- Theatrical release poster
- Directed by: Martín Cuervo
- Screenplay by: Guillem Clua
- Based on: Al damunt dels nostres cants by Guillem Clua
- Produced by: Eduardo Campoy; Adolfo Blanco; Raúl Berdonés; Pablo Jimeno;
- Starring: Imanol Arias; Miquel Fernández; Aitor Luna; Ana Fernández; Antón Lofer;
- Cinematography: Pablo Bürmann
- Edited by: Lucía Palicio
- Music by: Iván Valdés
- Production companies: Secuoya Studios; Álamo Producciones Audiovisuales; A Contracorriente Films;
- Distributed by: A Contracorriente Films
- Release dates: 7 March 2024 (Málaga); 14 June 2024 (Spain);
- Country: Spain
- Language: Spanish

= La bandera =

La bandera is a 2024 Spanish comedy-drama film directed by Martín Cuervo from a screenplay by Guillem Clua based on Clua's play Al damunt dels nostres cants. It stars Imanol Arias, Ana Fernández, Miquel Fernández, and Aitor Luna.

== Plot ==
Aging Tomás (accompanied by biographer Lina) summons his two children Jesús and Antonio, who vie for the hypothetical inheritance. As the siblings find out a huge flag erected on the garden, family strife ensues.

== Production ==
The project was originally set to be directed by Guillermo Ríos, but Hugo Martín Cuervo eventually took over direction duties. The film is a Secuoya Studios, Álamo Producciones Audiovisuales, and A Contracorriente Films production.

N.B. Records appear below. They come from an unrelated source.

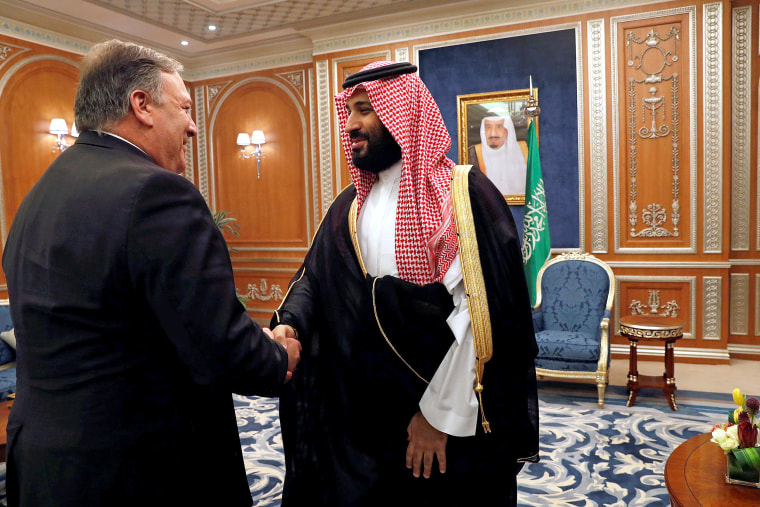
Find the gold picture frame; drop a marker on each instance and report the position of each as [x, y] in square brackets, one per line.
[472, 109]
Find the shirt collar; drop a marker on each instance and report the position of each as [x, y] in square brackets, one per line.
[391, 174]
[129, 142]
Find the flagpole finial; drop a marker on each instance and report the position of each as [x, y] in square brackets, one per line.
[531, 109]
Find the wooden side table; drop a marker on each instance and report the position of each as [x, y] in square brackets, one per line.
[694, 476]
[656, 328]
[5, 410]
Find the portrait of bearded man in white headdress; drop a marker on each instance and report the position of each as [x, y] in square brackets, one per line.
[499, 155]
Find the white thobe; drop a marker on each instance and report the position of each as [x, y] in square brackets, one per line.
[449, 403]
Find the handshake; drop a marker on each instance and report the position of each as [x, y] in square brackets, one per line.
[286, 336]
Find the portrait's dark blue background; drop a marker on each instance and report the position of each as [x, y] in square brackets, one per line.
[506, 64]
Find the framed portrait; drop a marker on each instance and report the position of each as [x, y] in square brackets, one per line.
[493, 136]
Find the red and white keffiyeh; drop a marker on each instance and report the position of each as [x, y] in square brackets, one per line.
[426, 242]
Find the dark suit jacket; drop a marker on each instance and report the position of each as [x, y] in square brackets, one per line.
[130, 339]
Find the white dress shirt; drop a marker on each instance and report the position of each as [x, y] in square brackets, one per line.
[449, 403]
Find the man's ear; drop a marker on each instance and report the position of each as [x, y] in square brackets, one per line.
[141, 105]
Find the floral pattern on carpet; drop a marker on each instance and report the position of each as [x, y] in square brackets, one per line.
[589, 457]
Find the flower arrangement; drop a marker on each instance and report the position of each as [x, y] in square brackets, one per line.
[738, 440]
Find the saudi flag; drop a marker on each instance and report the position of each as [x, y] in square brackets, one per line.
[536, 248]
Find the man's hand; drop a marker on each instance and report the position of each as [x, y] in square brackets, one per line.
[425, 442]
[286, 336]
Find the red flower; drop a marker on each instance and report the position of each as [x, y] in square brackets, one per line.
[753, 405]
[747, 435]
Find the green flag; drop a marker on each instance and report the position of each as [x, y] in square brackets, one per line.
[536, 248]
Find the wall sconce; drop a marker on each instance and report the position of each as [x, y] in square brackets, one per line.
[59, 128]
[257, 138]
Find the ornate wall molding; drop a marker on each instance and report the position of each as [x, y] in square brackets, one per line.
[711, 307]
[324, 114]
[241, 67]
[739, 304]
[31, 33]
[691, 280]
[401, 32]
[200, 139]
[712, 40]
[296, 80]
[9, 51]
[757, 305]
[741, 102]
[597, 73]
[652, 215]
[316, 215]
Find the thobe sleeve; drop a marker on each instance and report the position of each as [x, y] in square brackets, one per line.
[449, 403]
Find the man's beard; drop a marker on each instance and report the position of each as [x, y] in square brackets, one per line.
[382, 150]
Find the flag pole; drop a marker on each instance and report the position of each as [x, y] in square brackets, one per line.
[536, 247]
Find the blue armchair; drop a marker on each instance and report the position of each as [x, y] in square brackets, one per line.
[574, 296]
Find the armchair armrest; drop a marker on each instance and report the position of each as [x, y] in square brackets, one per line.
[538, 319]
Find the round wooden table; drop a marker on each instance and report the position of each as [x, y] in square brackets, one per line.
[694, 476]
[651, 327]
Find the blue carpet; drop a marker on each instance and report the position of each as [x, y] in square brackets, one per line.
[589, 457]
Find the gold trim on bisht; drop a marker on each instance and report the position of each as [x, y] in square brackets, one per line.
[472, 272]
[353, 212]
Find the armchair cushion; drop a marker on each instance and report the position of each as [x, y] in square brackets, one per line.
[569, 346]
[571, 318]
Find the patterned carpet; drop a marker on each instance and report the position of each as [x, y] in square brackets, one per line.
[589, 457]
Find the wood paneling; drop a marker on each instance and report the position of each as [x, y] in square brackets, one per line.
[655, 203]
[271, 211]
[35, 94]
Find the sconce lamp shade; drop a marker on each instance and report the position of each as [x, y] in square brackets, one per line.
[58, 126]
[244, 139]
[257, 137]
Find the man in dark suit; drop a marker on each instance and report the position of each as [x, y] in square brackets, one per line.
[130, 336]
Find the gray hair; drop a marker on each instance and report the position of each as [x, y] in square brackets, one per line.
[111, 71]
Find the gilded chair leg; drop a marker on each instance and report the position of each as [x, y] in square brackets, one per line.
[600, 386]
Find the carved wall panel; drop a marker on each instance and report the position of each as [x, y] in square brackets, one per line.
[654, 183]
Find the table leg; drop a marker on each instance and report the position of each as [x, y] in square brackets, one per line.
[670, 379]
[633, 373]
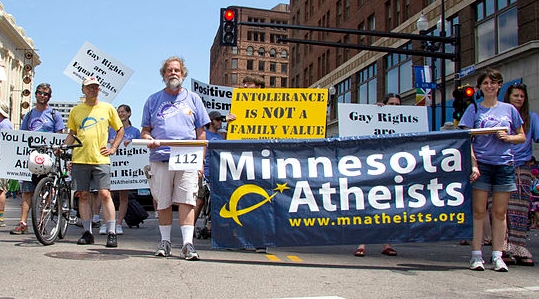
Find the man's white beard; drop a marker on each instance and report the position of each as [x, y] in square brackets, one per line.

It was shot in Tenerife.

== Release ==
The film was presented in a non-competitive slot of the 27th Málaga Film Festival on 7 March 2024. Distributed by A Contracorriente Films, it is scheduled to be released theatrically in Spain on 14 June 2024.

== Reception ==
Jordi Batlle Caminal of Fotogramas rated the film 3 out of 5 stars, highlighting the "brilliant" meanness in the dialogues as the best thing about the film, while negatively citing the non-credible and annoying sentimentality pertaining the denouement.

Nuria Vidal of Cinemanía rated the film 2 out of 5 stars, underscoring it to be a "very conventional theatrical comedy that [only] works because of the actors" in the verdict.